Turning to face her, Matthew tipped his head, sneering, “Dr. Sloan. It wasn’t my fault he blocked the door with them, so why should I pick them up? Maybe he’ll be more careful in the future.”
Evelyn recoiled at the man’s attitude. What’s up with Matthew? He’s usually so informal. But he greeted both of us with our titles, like we were strangers. He doesn’t seem like the same newbie I’ve spent the last couple of conferences teaching how to display and market his stuff better.
Putting her thoughts aside, she watched as Matthew unloaded his cart. She bit her lip to keep from laughing as he picked up one component, then another of his new display.
“Can I help you with that?” a new voice asked.
They all turned toward the newcomer.
“Do I look like I need help?” Matthew said, scowling at the short, balding man in the aisle.
Unable to resist, Evelyn piped up, “You know, you wouldn’t be in that pickle if you tried reading the directions. That’s just a guess, though.”
Matthew shot her a dirty look. “I can’t read the instructions and put the pieces together at the same time.”
The stranger spoke up. “I’d be honored to help you set up your booth, Dr. Cadwallader. I’ve read all your books and I’ve signed up for your workshop this weekend. I’m really looking forward to it.” The man stuck his hand out toward Matthew. “I’m Denny Talbot. I’m looking to use some of your techniques in the dental practice I own with my sister in Denver.”
Matthew fairly glowed under the man’s praise. “Oh, really? I’d be happy to accept your assistance. This is a professional setup, so it’ll be easier with two people. Can you believe that some people come to these things with homemade displays and signs.” He looked pointedly at Evelyn and her booth.
The nerve of that man. I’m the one who taught him how to display his things so they’d sell better. I told him which colors would be the most soothing and increase his sales. I even encouraged him to give workshops to build interest in his books. And now he has the audacity to look down his nose at my ‘homemade’ display?
Across the aisle, Matthew was sitting on the empty luggage cart, reading off the instructions while the man, Denny, worked to assemble the complicated M-shaped structure.
“In all honesty, Matthew,” she offered, “that would be easier if there were four hands putting it together instead of two.”
“I’m sure,” Matthew said haughtily, “you’re too busy putting up your own little do-it-yourself booth to assist Danny there.”
“I believe the man said his name was Denny, not Danny, you cad.”
As Matthew turned away with a dismissive wave of his hand, Jake, on the far side of her booth, burst out laughing. Evelyn looked askance at him. “What’s so funny?”
The big man wiped a tear from the corner of his eye. “Seriously? You don’t realize what you just said? You just called Matthew CAD-,” he dissolved into laughter again, “-wallader a cad.”
Evelyn closed her eyes and took a deep breath, desperately trying to not join him in laughter. Summoning up all of her professional poise, she forced out, “That is not funny. You should be ashamed of yourself, Jake.”
While Matthew sputtered behind her, Evelyn entered her own booth.
“So, Jake, what’s new with you? Last I knew, you had begun teaching classes. How’s that working out for you?”
The man’s face beamed. “You know, I wish I’d started this sooner. I never knew I would enjoy teaching this much.”

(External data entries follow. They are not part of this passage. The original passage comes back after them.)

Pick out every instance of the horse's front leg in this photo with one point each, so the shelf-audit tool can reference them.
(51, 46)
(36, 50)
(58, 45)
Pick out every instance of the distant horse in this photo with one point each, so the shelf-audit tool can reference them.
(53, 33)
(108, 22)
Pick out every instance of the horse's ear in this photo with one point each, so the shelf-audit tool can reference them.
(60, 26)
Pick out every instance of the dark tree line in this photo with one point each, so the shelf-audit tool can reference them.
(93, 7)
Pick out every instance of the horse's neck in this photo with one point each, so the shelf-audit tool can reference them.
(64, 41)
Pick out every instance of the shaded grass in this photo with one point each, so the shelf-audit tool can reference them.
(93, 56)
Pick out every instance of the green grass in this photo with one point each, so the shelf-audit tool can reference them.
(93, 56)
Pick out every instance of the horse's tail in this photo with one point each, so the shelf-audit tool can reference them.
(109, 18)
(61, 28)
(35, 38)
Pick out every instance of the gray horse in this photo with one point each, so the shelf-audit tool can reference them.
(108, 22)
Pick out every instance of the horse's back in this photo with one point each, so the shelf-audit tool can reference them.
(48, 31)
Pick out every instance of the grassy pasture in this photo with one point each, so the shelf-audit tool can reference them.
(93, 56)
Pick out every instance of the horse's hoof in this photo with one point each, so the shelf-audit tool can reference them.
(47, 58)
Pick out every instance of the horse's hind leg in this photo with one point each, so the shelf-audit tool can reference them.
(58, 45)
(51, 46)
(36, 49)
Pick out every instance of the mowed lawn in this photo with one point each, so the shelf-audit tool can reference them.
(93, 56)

“Of course you like teaching. It’s the one place you get to tell someone else what to do instead of being told. Sully keeps you on a pretty tight leash. Like that diet he had you on last time I saw you. How’d that go?”

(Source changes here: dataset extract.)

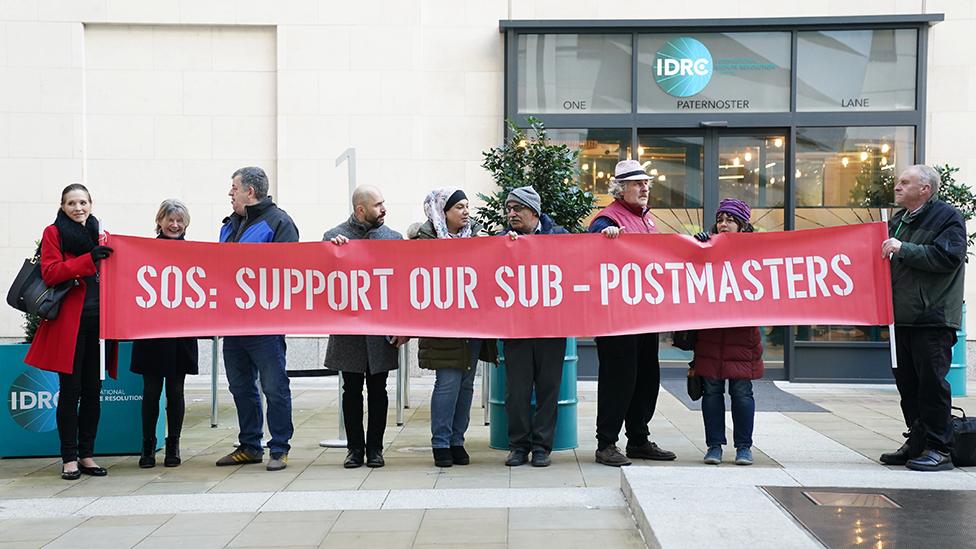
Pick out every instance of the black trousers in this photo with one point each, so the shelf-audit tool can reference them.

Jake huffed. “Like every other diet he puts me on. Fine for awhile, until he gets tired of cooking ‘healthy’ food and goes back to preparing gourmet meals again.” Jake waved a hand at her. “Let’s stop talking about diets. I’ll get depressed.” He pointed across the aisle, observing, “I think that nickname you gave Matthew might stick, if he keeps acting this way. The Cad.”

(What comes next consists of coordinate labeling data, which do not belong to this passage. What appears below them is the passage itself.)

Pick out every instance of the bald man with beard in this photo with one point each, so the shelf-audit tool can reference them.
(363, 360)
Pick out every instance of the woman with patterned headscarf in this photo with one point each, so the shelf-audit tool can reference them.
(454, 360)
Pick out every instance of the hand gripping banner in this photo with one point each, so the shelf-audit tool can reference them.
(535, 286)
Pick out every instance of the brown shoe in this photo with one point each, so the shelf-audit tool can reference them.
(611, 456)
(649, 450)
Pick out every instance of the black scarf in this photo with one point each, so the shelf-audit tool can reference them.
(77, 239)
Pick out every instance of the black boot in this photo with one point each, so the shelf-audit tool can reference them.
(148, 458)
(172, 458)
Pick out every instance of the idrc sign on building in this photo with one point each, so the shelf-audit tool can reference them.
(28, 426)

Evelyn looked across the aisle at Matthew. No, Caddy, she amended to herself. I hope he’s wrong and Matthew gets over whatever’s gotten into him. He seemed like such a sweet guy when we first met. Where did this arrogant, bossy person come from? She shrugged. He’s probably just nervous about the workshop he’s giving. I’m sure he’ll be back to his polite self by the end of the conference.